Colombia’s Interior and Justice Minister German Vargas Lleras announced new measures in the government’s ongoing attempt to curb soaring violence in the country’s largest cities.

Among other things, the government wants to raise the penalties for the illegal carrying of firearms and change youth law to be able to prosecute and punish minors as adults. Gangs in cities like Bogota, Medellin and Cali are recruiting children as young as twelve because penalties for minors are significantly lower than for adults.

The Interior and Justice Minister told press on Friday that “minors over fourteen know and understand the difference between right and wrong perfectly well and there is no reason that a 17-year old that commits a murder is kept in jail only for a few months.”

Vargas Lleras also said the government hopes to implement laws that makes it illegal to make part of a gang.

The government’s initiative comes after Medellin mayor Alonso Salazar asked the national government for help as gang wars in the western Comuna 13 are paralyzing public life and the present security forces are unable to curb the continuously growing number of homicides.

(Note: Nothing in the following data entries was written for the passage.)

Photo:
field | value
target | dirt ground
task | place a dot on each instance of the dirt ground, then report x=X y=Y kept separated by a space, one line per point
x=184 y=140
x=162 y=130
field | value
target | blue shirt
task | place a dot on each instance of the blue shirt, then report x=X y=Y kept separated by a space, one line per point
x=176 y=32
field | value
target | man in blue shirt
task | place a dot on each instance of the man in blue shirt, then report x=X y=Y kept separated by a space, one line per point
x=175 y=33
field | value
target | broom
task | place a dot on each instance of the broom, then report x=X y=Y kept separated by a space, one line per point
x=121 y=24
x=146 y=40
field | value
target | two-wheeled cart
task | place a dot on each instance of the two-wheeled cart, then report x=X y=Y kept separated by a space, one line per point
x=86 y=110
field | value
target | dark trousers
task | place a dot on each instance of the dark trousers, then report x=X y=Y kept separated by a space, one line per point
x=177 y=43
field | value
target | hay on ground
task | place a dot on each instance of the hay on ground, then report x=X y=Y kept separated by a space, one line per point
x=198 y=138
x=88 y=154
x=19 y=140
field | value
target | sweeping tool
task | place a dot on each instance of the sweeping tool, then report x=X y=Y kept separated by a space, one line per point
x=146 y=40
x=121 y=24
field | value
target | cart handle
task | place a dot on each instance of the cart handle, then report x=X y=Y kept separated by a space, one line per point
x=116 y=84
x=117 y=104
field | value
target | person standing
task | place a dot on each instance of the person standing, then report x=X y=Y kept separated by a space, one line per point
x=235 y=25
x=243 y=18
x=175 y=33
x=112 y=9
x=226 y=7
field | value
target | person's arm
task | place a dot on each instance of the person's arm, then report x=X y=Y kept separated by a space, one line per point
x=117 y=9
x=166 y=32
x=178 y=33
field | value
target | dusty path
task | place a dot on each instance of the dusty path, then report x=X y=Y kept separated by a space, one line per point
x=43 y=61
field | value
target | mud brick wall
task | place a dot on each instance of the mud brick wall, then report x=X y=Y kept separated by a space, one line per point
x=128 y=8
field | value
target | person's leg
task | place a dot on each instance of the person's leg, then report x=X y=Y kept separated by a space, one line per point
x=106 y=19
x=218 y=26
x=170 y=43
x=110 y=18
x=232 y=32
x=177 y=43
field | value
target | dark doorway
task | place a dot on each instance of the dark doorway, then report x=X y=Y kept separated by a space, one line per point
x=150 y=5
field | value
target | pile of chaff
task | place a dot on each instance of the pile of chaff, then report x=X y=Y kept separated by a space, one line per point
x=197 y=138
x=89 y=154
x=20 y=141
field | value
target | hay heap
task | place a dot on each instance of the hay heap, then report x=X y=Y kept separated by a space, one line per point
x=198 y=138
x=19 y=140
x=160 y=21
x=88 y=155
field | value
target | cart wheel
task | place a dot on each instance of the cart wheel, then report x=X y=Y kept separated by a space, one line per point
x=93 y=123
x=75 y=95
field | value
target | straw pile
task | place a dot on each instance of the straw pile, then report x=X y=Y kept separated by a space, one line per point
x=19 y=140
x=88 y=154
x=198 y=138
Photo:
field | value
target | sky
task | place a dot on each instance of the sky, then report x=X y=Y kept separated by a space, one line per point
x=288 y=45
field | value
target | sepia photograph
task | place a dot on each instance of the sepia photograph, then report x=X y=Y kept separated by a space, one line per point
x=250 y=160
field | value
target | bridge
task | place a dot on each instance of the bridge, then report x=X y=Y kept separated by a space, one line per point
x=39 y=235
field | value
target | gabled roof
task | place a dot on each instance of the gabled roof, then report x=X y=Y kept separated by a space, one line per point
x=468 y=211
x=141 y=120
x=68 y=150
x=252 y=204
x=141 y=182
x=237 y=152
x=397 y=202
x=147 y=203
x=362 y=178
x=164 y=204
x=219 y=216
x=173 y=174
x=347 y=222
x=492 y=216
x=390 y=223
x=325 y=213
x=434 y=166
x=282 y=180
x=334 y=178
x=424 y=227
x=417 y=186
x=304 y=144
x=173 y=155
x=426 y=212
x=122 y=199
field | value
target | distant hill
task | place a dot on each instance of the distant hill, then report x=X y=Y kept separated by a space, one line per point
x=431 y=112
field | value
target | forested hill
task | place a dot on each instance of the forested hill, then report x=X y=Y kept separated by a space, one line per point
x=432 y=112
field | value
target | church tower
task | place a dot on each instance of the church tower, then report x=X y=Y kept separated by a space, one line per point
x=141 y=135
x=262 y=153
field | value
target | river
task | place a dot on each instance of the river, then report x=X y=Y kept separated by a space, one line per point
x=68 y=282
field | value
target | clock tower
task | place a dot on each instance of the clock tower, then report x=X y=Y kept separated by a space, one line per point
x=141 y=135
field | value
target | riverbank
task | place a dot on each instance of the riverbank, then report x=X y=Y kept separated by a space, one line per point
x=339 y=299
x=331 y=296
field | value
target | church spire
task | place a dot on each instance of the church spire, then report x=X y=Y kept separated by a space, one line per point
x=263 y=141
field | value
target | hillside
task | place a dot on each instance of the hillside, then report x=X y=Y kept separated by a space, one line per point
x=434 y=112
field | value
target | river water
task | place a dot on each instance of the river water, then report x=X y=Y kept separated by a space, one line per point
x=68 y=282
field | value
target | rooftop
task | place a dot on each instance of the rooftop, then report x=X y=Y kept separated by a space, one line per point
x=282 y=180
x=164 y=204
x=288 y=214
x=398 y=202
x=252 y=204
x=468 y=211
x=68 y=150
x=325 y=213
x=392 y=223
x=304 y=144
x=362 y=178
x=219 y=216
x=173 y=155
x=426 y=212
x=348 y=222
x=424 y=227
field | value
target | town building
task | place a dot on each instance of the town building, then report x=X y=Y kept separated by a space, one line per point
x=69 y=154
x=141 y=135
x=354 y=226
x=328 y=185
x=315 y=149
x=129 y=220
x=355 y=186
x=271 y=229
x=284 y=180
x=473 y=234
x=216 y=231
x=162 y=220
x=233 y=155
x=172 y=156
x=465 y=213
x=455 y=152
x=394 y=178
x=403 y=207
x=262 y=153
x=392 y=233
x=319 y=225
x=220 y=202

Local prosecutors complain that a change in penal law in 2005, shortening the period for prosecutors to formulate charges and present evidence for suspects, is causing impunity for the city’s many ‘sicarios’ or hitmen. According to the judicial workers, the local office of the Prosecutor General’s Office lacks the resources to timely conduct investigations and file charges, resulting in the release of suspects even if they are caught red-handed.